Mr President, this reflection on governance is motivated by Babachir’s remarks on how leadership, more precisely, the President, is caged by a small cabal of security personnel and aides. His comments in an interview with Trust Television are worthy of a quote: as he puts it, “Once you become president, on the day of inauguration, they collect your phones. They collect their phones and bring all sorts of reasons.
They’ll tell you somebody can bomb you through phones; they get all sorts of reasons to cage you in, and these people that have caged you, they’re the people that will give access to the people that are well-meaning. If they don’t give you access, what do you do?”
It should be recalled that Babachir David Lawal was the former Secretary to the Government of the Federation from 2015 to 2017 and is now the chairman of the Northern Political Consultative Group. This syndrome or outlandish behaviour, in his informed opinion, as someone who was at the centre of the federal authority, contributes to poor leadership outputs.
the circumstance, the leadership is left without robust information to work with. Many leaders globally have been victims of insularity created by a cabal of self-serving, overzealous, and sycophantic aides in the corridors of power, to the detriment of qualitative leadership.
Some loved it and permitted aides to commercialise access to them, and therefore were grossly abused. Unfortunately, these aides, largely ignorant and devoid of critical thinking, have nothing to offer in the realm of policy. Out of insecurity, they shied leaders away from redemptive counsels.
To corroborate Babachir’s important exposition, I shall relate here aspects of my participation in the last Edo State gubernatorial election process. When my team and I want to intervene in the governance of Edo, we had envisaged a performing exemplary state and a performing centre. We even thought that if the centre faltered, Edo as an oasis of performance would redeem the governance profile of the country.
Although I was not a stranger to Mr President, I sought the assistance of Chief Ayo Opadokun, an old warhorse and respected member of the pro-democracy movement in our country, to reach out to the President so that he would know I was in the race to Osadebey House, as the state house in Edo state is called.
Chief Ayo, who had not seen the president for a long while, decided, upon my prodding, to meet with the newly sworn-in president who was in Lagos on Sallah holidays in late June 2023.
He met the president at his Ikoyi home in Lagos, where he congratulated him on his election and proposed another meeting two days later.
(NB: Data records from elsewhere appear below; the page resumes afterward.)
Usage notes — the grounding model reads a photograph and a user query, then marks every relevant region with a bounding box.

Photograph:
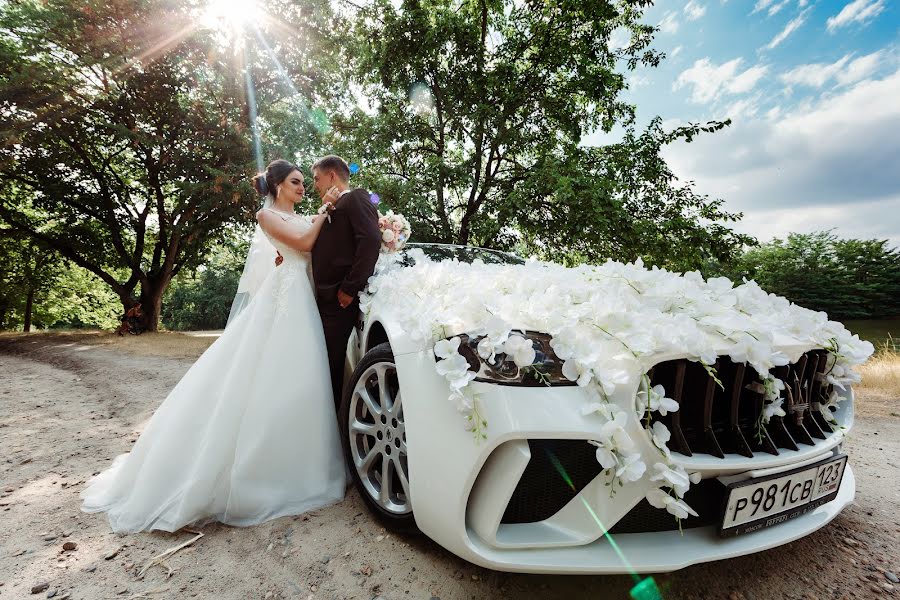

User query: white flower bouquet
[378,210,412,253]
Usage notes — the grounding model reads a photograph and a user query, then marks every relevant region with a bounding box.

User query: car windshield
[401,244,525,267]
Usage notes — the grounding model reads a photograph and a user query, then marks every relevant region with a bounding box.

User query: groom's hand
[338,290,353,308]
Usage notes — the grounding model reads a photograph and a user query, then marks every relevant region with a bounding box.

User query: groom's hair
[313,154,350,181]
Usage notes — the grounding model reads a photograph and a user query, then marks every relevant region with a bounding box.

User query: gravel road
[0,334,900,600]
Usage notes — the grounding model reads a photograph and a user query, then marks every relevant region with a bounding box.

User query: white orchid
[646,489,698,519]
[360,248,873,519]
[601,452,647,481]
[434,337,461,358]
[650,462,691,498]
[650,421,672,456]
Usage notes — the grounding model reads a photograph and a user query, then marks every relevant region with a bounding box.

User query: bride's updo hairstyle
[253,158,298,196]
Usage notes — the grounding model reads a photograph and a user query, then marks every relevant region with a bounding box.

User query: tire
[338,343,419,533]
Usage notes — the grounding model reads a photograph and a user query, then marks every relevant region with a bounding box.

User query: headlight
[446,331,577,387]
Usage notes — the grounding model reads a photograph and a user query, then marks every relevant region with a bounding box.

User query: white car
[339,244,855,573]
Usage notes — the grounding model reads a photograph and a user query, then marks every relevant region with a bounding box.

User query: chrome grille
[648,350,833,458]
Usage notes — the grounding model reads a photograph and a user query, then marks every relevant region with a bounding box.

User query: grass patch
[856,338,900,400]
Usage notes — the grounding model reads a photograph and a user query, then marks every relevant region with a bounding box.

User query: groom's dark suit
[312,188,381,409]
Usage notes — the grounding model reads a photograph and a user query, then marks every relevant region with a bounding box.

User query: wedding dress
[81,209,346,532]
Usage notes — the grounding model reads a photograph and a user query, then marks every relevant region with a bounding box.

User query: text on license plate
[720,455,847,535]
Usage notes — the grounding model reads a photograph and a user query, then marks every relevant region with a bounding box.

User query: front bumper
[395,352,855,573]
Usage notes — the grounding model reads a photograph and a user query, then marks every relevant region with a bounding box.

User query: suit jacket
[312,188,381,306]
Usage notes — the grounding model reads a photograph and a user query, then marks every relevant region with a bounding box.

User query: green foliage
[0,229,122,330]
[719,231,900,319]
[334,0,752,268]
[162,231,247,331]
[0,0,333,329]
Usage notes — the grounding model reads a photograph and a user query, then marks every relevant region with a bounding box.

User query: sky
[582,0,900,247]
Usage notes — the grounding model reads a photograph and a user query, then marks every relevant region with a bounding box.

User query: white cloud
[765,8,809,50]
[769,0,791,17]
[838,50,881,84]
[659,11,678,33]
[750,0,775,15]
[672,58,768,103]
[728,65,769,94]
[606,27,631,52]
[665,69,900,245]
[628,73,650,88]
[684,0,706,21]
[722,96,759,123]
[825,0,884,33]
[779,50,883,88]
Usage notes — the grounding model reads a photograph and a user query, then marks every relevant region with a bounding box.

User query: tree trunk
[140,277,172,331]
[23,288,34,331]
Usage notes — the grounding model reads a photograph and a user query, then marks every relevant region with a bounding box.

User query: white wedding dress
[81,209,346,532]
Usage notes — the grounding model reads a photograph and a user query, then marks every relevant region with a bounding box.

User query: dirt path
[0,334,900,600]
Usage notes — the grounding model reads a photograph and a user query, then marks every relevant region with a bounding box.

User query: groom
[312,155,381,410]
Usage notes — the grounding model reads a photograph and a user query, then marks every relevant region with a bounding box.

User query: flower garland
[361,249,874,526]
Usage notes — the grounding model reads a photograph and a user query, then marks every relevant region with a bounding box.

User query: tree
[724,231,900,319]
[0,0,332,330]
[162,232,249,330]
[334,0,752,266]
[0,228,62,331]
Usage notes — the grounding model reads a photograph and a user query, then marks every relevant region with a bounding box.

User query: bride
[81,160,346,532]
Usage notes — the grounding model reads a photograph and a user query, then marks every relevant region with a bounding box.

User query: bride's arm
[256,210,325,252]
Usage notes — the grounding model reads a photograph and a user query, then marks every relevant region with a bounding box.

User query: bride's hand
[322,185,341,204]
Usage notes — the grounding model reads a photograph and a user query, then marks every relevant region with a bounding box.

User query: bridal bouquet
[378,210,412,253]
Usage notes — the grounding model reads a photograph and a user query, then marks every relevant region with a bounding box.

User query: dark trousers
[319,299,359,411]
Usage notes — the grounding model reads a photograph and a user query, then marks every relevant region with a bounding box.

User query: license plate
[719,454,847,537]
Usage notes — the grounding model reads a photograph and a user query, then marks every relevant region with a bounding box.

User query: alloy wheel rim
[347,362,412,515]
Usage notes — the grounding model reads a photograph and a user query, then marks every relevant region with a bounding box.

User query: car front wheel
[339,343,417,532]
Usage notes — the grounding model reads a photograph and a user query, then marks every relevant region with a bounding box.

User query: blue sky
[583,0,900,246]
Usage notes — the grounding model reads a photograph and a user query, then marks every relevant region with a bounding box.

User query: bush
[161,247,244,331]
[717,231,900,319]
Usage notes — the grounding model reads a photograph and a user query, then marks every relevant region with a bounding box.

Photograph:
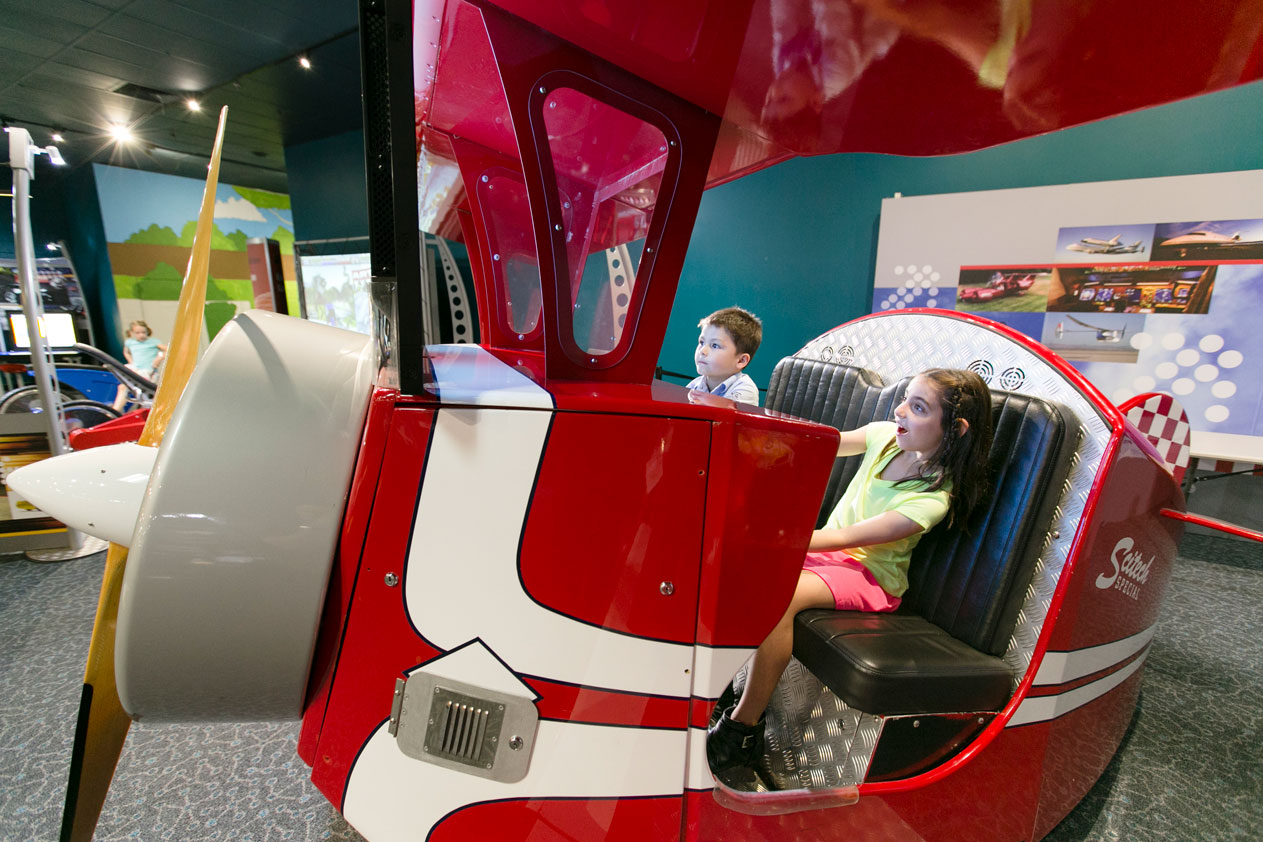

The second meeting in which the Chief was to broach the issue of my leadership contest in Edo was truncated by the visit of the Guinea-Bissauan President, Umaro Sissoco Embaló, who was the Chairman of ECOWAS. He kept the appointment but was told Mr President was resting.
During the first meeting, the president had told Chief Opadokun that it was impossible to contact him because his phone would no longer be handy. For that reason, he should call either his ADC or the Chief of Staff. After the president left Lagos for Abuja, Chief Opadokun sought to meet with the president through the Chief of Staff. We travelled to Abuja about three times for that purpose and acted as the president had instructed Chief Opadokun. The Chief of Staff on each of the occasions returned an answer of the president’s indisposition.
It was a time when people were lobbying for ministerial positions. All the efforts we made failed. I hope the Chief of Staff did not have the impression that Chief Opadokun was looking for a Job.
So Babachir is right on point. It should be stressed that it is a weakness if the leadership is unable to take decisive steps when it comes to consultation with well-meaning citizens who could help solve the problems of the country.
Mr President, this is partly your dilemma. In situations like this, all that is required is political will. Insularity from the governed is a crime in leadership. Know this, Mr President, that when leaders are cut off from reality, there is no way they can govern well. Instead, they become delusional, they stray and fail woefully.
But let me say that security matters. When instrumentalised to insulate the president from objective reality, it becomes a problem and extremely counterproductive. William Shakespeare once noted in Julius Caesar that security gives way to conspiracy. Mr President, also remember Captain Thomas Sankara, the late revered Head of State of Burkina Faso. On his security, he had this to say: “The way to be safe is never to be secure…The superior man, when resting in safety, does not forget that danger may come…Government’s first duty and highest obligation is public safety.”
God bless Nigeria.
Professor Akhaine lectures at the Department of Political Science, Lagos State University.